いらない




『ヒューバート、今…暇?』

ぎゅううっと後ろから抱きつくようにして聞くと鬱陶しそうに睨まれた。


「残念ながら暇ではありませんよ。今、本を読んでいますので」

『嘘』

「嘘なんかじゃありませんよ。ほら、この本です」

そう言ってつきつけてきたのはスゴく分厚く、難しそうな本。何々……?砂浜戦隊サンオイルスター〜ストーリーブック〜?………見なかったことにしてやろう。

『でも、読んでなかったでしょ?』

この言葉にピクッと反応を示すあたり図星だろう。というか、今のヒューバートが本なんか読めるはずないんだ。

「……何で、そう思うのですか」



『だって今、ヒューバートがかけてる眼鏡って……ゴーグルじゃん』

ゴーグルに度が入っているレンズでももっているならまだしも入ってないのだから見えるはずがない。……というか、逆に視界が悪くなっているのではないのだろうか。

「誰のせいだと思っているんですか!」

『いやぁ…、私のせいかな?』

怒り露につけていたゴーグルを私目掛けて投げ出すヒューバート。そんな彼に向かって私は謝りもせずに頭をポリポリ掻いた。だって仕方ないじゃないか。


『ていうかさ、戦闘終了後に眼鏡を落とすヒューバートが悪いんじゃないの?』

「下も見ずにはしゃいでいた貴女に言われたくないですね」

プイッとそっぽを向くヒューバートを見ながらため息を吐いた。

………せっかくかわりの眼鏡、買ってきてやったのに。

視力がどれくらい悪いかは知っていた。何てったって眼鏡を物色していたこともあったし。本人からどれくらい視力が悪いのかも聞いたことがあった。


だから、わざわざ自腹を切って買ってきてやったのにな。渡せる機会がなさそうじゃんか。

再度ため息を吐き、裸眼のヒューバートに此方を向くよう促した。

「な、なんですか……?」

『ちょっと、ヒューバート。う、動かないでよ?人にかけるのって嫌いなんだから。………鼻に入りそうで』

「(……は、鼻?)分かりました」

おずおずといつもより可愛いげのある彼に近づき、先程手に入れた、高価そうな眼鏡をかけてやる。気に入る、気に入らないはヒューバートの勝手だけど、……なるべくならすてないでほしい。


「……っ」

『うん。やっぱり眼鏡だよね、ヒューバートは』

えへへ…、奮発してやったんだよ?と笑うと、顔を真っ赤にしたヒューバートに抱き締められた。

「こ、こんな物で許してもらうだなんて下さいね」

『なによ。これでも結構な値段の物なんだよ?というかゴーグルよりそっちのほうが自分でもいいと思うでしょ?』

こんな時にツンにならないでほしい。なんか可愛いんだもん、ヒューバートって。

髪を撫でてやると、子供扱いしないでください。とでも言うような目で見られた。いいじゃないか、私の方が一歳年上なんだから。

「ふぅ…。子供扱いするナナシには、少々お仕置きが必要みたいですね」

眼鏡の奥がキラリと光り、私は背中に冷や汗が伝うのを感じた。やばい、このヒューバートは危険信号は発信されるほどヤバイ要素がギンギンだ。

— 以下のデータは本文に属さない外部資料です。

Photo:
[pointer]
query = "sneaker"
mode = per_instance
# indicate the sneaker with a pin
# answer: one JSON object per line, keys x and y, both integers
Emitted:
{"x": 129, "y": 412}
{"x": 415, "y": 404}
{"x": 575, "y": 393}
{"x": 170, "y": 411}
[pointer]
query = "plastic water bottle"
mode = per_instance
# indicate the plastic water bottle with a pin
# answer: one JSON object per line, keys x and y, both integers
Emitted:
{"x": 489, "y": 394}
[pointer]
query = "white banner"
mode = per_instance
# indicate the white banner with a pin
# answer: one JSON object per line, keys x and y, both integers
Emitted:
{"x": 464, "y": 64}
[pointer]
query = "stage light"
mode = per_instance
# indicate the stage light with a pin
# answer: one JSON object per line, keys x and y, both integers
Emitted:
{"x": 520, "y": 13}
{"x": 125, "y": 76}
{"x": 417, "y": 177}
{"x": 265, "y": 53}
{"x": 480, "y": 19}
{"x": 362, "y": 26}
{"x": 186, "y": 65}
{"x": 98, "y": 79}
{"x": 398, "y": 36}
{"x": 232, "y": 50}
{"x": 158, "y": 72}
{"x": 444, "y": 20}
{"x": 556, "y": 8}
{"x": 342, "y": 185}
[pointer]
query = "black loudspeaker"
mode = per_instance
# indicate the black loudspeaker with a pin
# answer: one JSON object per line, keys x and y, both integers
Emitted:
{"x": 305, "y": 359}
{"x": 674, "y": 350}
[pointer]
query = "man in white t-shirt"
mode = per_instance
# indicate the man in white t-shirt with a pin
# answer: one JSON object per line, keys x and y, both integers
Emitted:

『ヒュ、ヒューバート!それよりもさっき見せてもらった本のことなんだけど………』

「…?なんですか?」



『あんたも、結構可愛いところあるよね。砂浜戦隊サンオイルスター〜ストーリーブック〜を読もうとするだなんてさ』

私を抱き締めたまま固まる彼に、私は笑った。





慌てて言い訳を考えるが既に遅し
(え、ええっと…ナナシ。誰にも言わないで下さいね?)(どーしよーかなぁ……ストラタ軍の小佐様がサンオイルスター好きだなんて私くらいしか知らないよねー)(ちゃ、茶化さないでください!ナナシ、お願いですから!!)(はははっ!言わない、言わない!私とあんたの秘密だね!!)